Dalam arahannya, Romi menegaskan pentingnya peningkatan kapasitas serta sinergi lintas instansi guna mendukung optimalisasi tugas PPNS dalam sistem penegakan hukum.
“PPNS memiliki peran strategis dalam sistem penegakan hukum. Karena itu, kompetensi, integritas, dan koordinasi harus terus diperkuat,” ujarnya.
Berdasarkan data Ditjen AHU, terdapat sebanyak 266 PPNS di Sumatera Selatan yang saat ini masih dalam proses verifikasi dan sinkronisasi oleh Kantor Wilayah Kementerian Hukum Sumatera Selatan. Langkah ini dilakukan untuk memastikan validitas serta kemutakhiran data.
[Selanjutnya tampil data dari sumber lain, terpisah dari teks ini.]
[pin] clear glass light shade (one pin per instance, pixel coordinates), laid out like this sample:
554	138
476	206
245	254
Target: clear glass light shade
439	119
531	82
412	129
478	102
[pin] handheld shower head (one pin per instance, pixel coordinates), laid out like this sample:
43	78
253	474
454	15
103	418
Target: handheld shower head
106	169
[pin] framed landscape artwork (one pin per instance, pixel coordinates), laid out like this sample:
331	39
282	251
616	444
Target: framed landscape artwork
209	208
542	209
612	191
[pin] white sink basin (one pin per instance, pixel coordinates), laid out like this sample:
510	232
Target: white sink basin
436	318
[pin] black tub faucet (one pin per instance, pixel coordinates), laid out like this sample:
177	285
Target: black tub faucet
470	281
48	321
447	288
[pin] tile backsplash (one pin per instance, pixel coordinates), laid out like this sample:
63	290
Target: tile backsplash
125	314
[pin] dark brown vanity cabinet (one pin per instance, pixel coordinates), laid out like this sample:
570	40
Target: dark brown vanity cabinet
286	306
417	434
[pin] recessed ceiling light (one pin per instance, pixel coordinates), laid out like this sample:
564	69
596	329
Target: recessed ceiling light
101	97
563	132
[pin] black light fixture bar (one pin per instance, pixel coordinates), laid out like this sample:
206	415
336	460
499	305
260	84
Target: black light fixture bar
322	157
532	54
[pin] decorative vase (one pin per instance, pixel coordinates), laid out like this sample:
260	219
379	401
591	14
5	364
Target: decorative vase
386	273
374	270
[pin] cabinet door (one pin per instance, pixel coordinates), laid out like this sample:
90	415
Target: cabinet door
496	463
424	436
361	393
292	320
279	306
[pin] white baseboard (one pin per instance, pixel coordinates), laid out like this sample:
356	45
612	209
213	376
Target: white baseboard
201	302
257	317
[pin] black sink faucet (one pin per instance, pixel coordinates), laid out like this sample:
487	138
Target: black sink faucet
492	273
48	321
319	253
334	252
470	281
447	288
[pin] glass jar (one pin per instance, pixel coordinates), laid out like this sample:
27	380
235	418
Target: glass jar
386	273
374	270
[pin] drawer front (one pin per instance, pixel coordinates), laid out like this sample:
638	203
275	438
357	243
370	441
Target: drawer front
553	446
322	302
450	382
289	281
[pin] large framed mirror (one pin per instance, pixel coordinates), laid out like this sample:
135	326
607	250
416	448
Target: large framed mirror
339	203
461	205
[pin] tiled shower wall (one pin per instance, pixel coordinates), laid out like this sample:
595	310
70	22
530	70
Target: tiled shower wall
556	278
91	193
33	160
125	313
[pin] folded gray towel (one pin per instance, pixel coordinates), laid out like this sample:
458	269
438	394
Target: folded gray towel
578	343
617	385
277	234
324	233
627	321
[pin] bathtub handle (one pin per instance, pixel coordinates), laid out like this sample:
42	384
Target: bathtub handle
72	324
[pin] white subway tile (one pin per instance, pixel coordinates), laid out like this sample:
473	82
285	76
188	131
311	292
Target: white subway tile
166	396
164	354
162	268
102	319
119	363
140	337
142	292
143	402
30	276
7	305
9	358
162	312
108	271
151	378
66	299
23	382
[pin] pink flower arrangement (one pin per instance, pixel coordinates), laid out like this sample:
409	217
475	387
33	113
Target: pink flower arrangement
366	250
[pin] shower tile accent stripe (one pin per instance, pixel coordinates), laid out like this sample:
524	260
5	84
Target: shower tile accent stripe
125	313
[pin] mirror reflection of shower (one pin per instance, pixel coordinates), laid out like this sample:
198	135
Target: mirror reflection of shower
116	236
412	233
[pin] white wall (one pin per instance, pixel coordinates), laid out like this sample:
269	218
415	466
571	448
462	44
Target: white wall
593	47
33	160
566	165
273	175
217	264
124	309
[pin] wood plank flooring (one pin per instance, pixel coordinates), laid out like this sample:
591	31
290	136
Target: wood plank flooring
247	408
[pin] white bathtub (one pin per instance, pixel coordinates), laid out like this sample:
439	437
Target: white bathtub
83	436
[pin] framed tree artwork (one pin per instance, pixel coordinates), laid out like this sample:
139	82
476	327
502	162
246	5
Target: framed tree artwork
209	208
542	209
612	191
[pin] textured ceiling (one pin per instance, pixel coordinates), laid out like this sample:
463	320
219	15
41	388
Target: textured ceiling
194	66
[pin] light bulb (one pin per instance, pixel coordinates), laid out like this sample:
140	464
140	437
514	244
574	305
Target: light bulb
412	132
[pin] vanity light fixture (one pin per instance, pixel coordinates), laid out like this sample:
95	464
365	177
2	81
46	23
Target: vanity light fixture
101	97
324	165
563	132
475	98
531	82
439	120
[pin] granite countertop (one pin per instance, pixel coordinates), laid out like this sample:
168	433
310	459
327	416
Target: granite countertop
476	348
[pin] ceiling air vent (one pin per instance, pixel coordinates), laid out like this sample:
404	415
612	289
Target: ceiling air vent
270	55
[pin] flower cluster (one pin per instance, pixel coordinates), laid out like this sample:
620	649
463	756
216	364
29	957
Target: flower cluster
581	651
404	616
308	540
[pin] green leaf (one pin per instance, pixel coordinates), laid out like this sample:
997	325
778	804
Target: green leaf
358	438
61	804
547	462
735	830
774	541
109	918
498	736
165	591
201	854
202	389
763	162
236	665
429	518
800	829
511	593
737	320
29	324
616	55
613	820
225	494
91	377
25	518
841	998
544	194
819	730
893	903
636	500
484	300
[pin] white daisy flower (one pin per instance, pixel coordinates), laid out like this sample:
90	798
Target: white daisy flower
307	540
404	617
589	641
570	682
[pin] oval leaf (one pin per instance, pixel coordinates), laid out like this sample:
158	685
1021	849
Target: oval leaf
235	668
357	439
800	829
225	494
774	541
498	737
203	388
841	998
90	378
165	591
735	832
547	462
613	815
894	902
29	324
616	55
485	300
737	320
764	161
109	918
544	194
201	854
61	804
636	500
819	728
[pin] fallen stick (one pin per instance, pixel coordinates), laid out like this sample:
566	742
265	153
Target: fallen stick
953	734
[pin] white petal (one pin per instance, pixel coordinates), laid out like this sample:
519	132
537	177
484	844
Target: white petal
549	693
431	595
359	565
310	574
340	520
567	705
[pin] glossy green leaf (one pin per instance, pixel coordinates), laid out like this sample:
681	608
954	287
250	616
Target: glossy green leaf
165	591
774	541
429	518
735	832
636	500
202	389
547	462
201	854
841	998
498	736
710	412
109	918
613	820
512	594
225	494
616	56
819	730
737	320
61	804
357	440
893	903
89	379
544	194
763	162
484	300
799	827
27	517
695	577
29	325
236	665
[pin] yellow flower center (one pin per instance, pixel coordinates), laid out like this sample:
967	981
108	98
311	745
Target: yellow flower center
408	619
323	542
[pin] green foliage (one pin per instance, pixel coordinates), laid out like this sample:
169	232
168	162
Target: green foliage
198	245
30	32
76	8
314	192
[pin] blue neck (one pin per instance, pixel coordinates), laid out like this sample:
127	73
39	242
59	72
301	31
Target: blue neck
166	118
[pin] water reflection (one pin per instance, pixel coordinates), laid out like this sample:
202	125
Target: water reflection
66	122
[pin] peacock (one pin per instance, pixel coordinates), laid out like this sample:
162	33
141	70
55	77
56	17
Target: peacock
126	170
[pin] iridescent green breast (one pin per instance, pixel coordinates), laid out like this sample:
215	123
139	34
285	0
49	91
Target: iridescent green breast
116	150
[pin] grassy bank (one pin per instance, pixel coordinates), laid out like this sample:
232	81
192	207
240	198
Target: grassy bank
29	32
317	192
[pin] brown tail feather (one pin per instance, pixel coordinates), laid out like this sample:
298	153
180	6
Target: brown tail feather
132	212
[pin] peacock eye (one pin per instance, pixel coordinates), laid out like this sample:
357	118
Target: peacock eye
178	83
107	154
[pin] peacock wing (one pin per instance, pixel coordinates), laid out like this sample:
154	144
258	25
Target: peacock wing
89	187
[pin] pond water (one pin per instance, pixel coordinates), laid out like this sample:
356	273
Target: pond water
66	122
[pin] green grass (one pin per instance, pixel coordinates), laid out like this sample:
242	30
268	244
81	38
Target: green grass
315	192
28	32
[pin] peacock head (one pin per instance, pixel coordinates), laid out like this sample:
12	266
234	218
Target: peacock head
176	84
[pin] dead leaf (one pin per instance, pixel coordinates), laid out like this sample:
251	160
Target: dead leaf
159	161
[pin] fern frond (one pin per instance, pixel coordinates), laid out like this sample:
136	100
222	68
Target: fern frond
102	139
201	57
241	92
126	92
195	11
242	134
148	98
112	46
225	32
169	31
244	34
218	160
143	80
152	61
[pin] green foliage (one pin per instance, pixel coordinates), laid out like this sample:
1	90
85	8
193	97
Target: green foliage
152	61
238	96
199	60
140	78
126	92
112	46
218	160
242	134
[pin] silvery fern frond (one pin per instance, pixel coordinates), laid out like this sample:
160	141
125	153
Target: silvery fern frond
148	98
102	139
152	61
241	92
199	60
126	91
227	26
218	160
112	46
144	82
Sejalan dengan itu, Ditjen AHU juga tengah melakukan penataan administrasi PPNS secara nasional guna menjamin legalitas serta kewenangan penyidikan berjalan sesuai ketentuan peraturan perundang-undangan.
Selain melakukan kunjungan ke Kanwil Kemenkum Sumsel, tim Ditjen AHU juga berkoordinasi dengan Polda Sumatera Selatan dan Satuan Polisi Pamong Praja (Satpol PP) dalam rangka pengawasan serta sinkronisasi data PPNS.
Kepala Kantor Wilayah Kementerian Hukum Sumatera Selatan, Maju Amintas Siburian, menyambut baik kunjungan tersebut dan menegaskan komitmennya dalam mendukung penguatan peran PPNS di wilayah Sumatera Selatan.
“Kami terus mendorong peningkatan kapasitas, pembinaan, dan pengawasan PPNS secara berkelanjutan. Termasuk mendukung proses verifikasi dan sinkronisasi data agar lebih akurat dan akuntabel,” ujarnya.
Ia optimistis, dengan sinergi yang kuat, PPNS di Sumatera Selatan dapat menjalankan tugas secara profesional serta mampu memberikan kepastian hukum bagi masyarakat.